Qal'eh Hasan Ali and several volcanic centres 215 km and more farther north may be part of an alkaline volcanic province associated with the Nayband strike-slip fault, the projection of which crosses the Qal'eh Hasan Ali field. Volcanism along this fault has been K-Ar dated at 15.6–14.3 Mya in the north and 2.6–2.2 Mya farther south. This older volcanism is sodium-rich, however. The formation of magma at Qal'eh Hasan Ali ultimately might depend on either the ongoing subduction at the Makran arc or to pre-existent asthenospheric processes.

=== Composition ===
Tephrites have been found at Qal'eh Hasan Ali, as well as basanite and an augite-phlogopite cumulate. The tephrites contain analcime, anorthoclase, clinopyroxene, hauyne, magnetite, olivine, phlogopite, and pyroxene dominated by augite and lesser aegirine. Xenoliths have also been found at the Great Crater vent, including probably magmatic calcite. Apatite is present at the Great Crater as well.

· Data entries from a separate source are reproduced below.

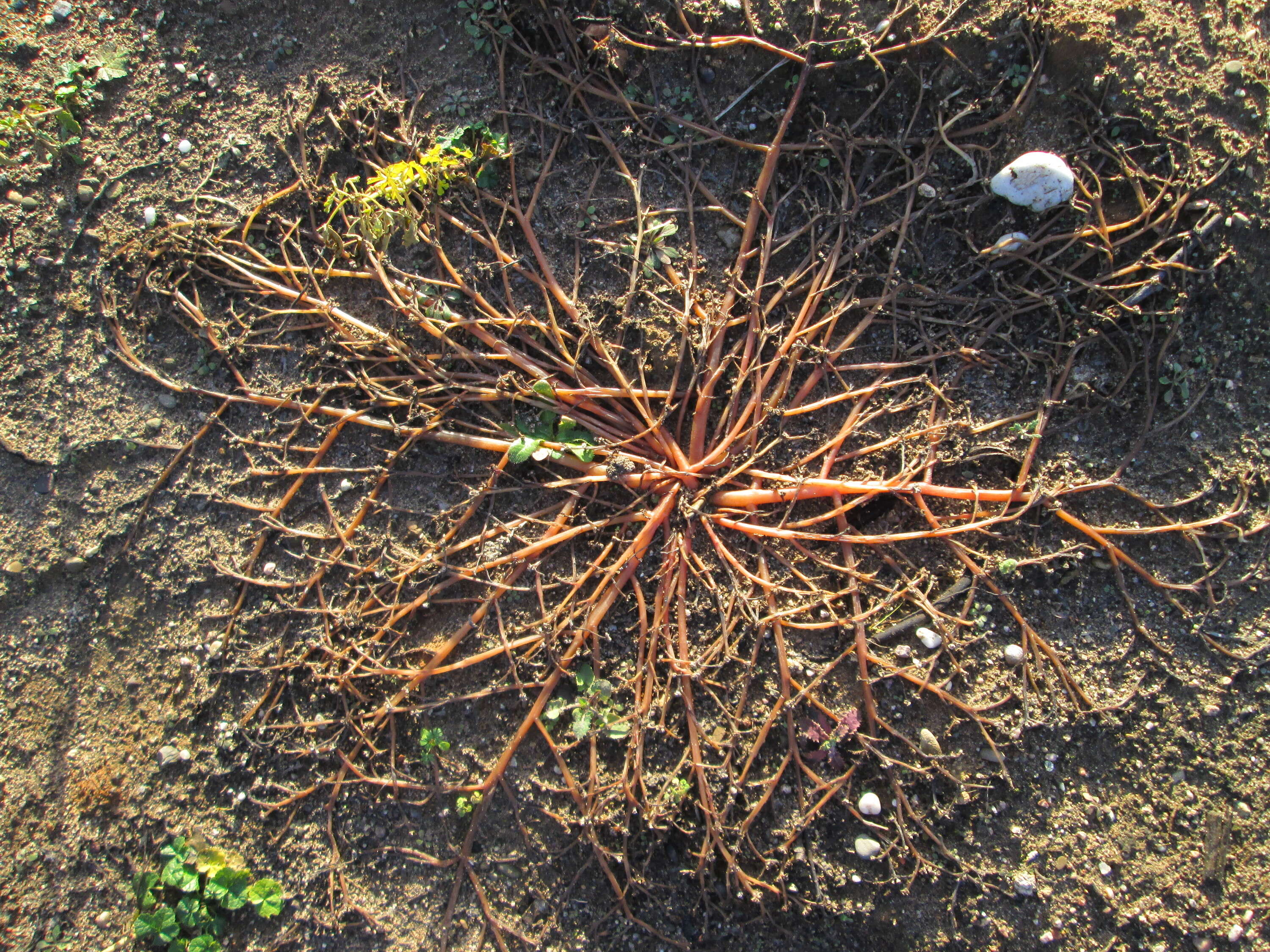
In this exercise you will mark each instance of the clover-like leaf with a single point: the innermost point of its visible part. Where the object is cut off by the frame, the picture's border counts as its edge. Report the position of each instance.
(524, 448)
(192, 913)
(229, 888)
(266, 895)
(211, 860)
(159, 927)
(179, 876)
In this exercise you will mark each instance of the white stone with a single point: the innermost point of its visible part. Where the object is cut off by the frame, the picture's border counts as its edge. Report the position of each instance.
(1006, 243)
(930, 639)
(1037, 181)
(868, 848)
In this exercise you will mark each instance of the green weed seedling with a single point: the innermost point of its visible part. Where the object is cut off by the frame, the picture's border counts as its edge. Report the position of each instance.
(549, 427)
(182, 907)
(654, 243)
(594, 710)
(432, 742)
(465, 805)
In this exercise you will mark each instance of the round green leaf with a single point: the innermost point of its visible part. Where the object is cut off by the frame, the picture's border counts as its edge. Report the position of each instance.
(266, 895)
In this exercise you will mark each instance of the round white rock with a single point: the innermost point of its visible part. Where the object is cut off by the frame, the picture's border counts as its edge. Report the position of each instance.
(930, 639)
(868, 848)
(1037, 181)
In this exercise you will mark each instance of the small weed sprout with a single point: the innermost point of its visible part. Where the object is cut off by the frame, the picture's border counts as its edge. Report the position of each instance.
(594, 709)
(432, 743)
(182, 905)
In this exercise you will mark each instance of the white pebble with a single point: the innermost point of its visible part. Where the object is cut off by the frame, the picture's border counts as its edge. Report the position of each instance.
(1006, 243)
(930, 639)
(868, 848)
(1037, 181)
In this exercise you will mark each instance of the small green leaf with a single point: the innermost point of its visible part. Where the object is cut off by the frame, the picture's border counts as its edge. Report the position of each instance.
(158, 927)
(524, 448)
(211, 860)
(266, 895)
(192, 913)
(179, 876)
(229, 888)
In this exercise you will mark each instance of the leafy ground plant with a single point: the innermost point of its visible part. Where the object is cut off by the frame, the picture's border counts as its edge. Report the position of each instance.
(183, 907)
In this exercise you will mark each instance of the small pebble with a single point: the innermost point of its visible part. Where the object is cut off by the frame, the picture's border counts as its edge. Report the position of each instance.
(929, 638)
(868, 848)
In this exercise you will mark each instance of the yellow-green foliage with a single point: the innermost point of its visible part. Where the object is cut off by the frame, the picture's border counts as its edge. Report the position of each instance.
(394, 198)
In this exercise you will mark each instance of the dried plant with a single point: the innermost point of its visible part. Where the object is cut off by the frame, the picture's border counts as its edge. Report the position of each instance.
(780, 459)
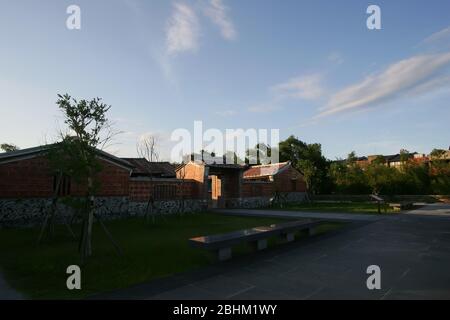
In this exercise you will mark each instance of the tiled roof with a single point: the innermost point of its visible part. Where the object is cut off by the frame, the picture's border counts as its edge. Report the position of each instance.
(36, 151)
(265, 170)
(142, 167)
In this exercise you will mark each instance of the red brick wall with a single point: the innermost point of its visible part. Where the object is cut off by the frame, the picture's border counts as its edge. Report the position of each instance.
(257, 189)
(140, 190)
(25, 178)
(289, 180)
(31, 178)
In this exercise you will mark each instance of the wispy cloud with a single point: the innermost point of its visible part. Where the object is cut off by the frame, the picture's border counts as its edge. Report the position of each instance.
(441, 35)
(409, 76)
(264, 108)
(226, 113)
(335, 57)
(218, 13)
(183, 29)
(304, 87)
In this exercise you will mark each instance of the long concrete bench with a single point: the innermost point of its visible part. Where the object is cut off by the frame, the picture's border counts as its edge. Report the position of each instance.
(406, 205)
(258, 236)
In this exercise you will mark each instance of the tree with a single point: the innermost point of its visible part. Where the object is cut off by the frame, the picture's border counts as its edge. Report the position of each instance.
(76, 155)
(294, 150)
(8, 147)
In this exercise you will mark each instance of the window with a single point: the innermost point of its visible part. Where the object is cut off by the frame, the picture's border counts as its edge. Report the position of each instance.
(64, 185)
(209, 184)
(293, 185)
(165, 191)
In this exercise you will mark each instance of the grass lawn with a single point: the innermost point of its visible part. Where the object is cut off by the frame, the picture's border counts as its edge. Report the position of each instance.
(341, 207)
(150, 251)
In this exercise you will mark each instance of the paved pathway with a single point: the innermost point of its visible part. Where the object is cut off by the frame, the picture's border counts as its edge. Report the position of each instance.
(412, 250)
(435, 209)
(6, 292)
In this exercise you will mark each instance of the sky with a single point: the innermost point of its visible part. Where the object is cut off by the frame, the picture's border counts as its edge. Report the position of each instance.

The composition of Qal'eh Hasan Ali rocks has been compared to kamafugite and lamproite. Overall, rocks erupted in the field are considered to be alkaline rocks, with very high potassium content as is found in volcanic rocks that were erupted along the Alpide belt after the continental collision. The magmas of the field probably formed in the lithosphere that had been affected by metasomatism. The existence of calcite within the rocks has indicated that carbonatites may be involved. The analyzed rocks are rich in sulfur. Based on the composition, the temperature of the magma was approximately 1010–1125 C.

== Eruptive history ==
Qal'eh Hasan Ali has been active during the Quaternary, the eruptions that formed the craters probably took place between 5,000 and 50,000 years ago. Potassium-argon dating on rocks from the Great Crater have indicated an age of 119,000–112,000 years. No SO2|link=Sulfur dioxide has been detected in Pakistan that could be attributed to this field.

The eruptive activity that generated the craters was probably non-explosive, with fountaining. Maars are generally formed during phreatomagmatic activity from the interaction of water with magma. In the case of Qal'eh Hasan Ali, the water may have been supplied by groundwater from the neighbouring Rud-e-Sang Zard river.